Literature DB >> 15545505

Prediction of lymph node metastasis with use of artificial neural networks based on gene expression profiles in esophageal squamous cell carcinoma.

Takatsugu Kan1, Yutaka Shimada, Fumiaki Sato, Tetsuo Ito, Kan Kondo, Go Watanabe, Masato Maeda, Seiji Yamasaki, Stephen J Meltzer, Masayuki Imamura.   

Abstract

BACKGROUND: The aim of the study was (1) to detect candidate genes involved in lymph node metastasis in esophageal cancers and (2) to investigate whether we can estimate and predict occurrence of lymph node metastasis by analyzing artificial neural networks (ANNs) using these gene subsets.
METHODS: Twenty-eight primary esophageal squamous cell carcinomas were used.

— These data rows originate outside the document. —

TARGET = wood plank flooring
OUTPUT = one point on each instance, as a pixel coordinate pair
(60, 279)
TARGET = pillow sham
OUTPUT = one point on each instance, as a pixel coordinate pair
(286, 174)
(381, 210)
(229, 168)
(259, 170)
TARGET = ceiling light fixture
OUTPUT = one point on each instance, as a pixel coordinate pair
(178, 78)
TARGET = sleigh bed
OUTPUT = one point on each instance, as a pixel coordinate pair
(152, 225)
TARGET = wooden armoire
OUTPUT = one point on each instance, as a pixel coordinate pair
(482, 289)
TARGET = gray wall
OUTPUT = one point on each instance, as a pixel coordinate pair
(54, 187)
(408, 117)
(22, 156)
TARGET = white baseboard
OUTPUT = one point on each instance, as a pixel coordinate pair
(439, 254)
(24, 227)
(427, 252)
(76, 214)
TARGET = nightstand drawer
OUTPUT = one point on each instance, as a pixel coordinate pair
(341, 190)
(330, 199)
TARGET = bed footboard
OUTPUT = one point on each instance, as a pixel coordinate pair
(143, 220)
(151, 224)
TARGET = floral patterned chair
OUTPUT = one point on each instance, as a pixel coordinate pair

Gene expression profiles of all primary tumors were obtained by cDNA microarray. Lymph node metastasis-related genes were extracted with use of Significance Analysis of Microarrays (SAM). Predictive accuracy for lymph node metastasis was calculated by evaluation of 28 cases by ANNs with leave-one-out cross-n. The results were compared with those of other analyses such as clustering or predictive scoring (LMS).
RESULTS: Our ANN model could predict lymph node metastasis most accurately with 60 clones. The highest predictive accuracy for lymph node metastasis by ANN was 10 of 13 (77%) in newly added cases that were not used for gene selection by SAM and 24 of 28 (86%) in all cases (sensitivity: 15/17, 88%; specificity: 9/11, 82%). Predictive accuracy of LMS was 9 of 13 (69%) in newly added cases and 24 of 28 (86%) in all cases (sensitivity: 17/17, 100%; specificity: 7/11, 67%). It was difficult to extract useful information for the prediction of lymph node metastasis by clustering analysis.
CONCLUSIONS: ANN had superior potential in comparison with other methods of analysis for the prediction of lymph node metastasis. This systematic analysis combining SAM with ANN was very useful for the prediction of lymph node metastasis in esophageal cancers and could be applied clinically in the near future.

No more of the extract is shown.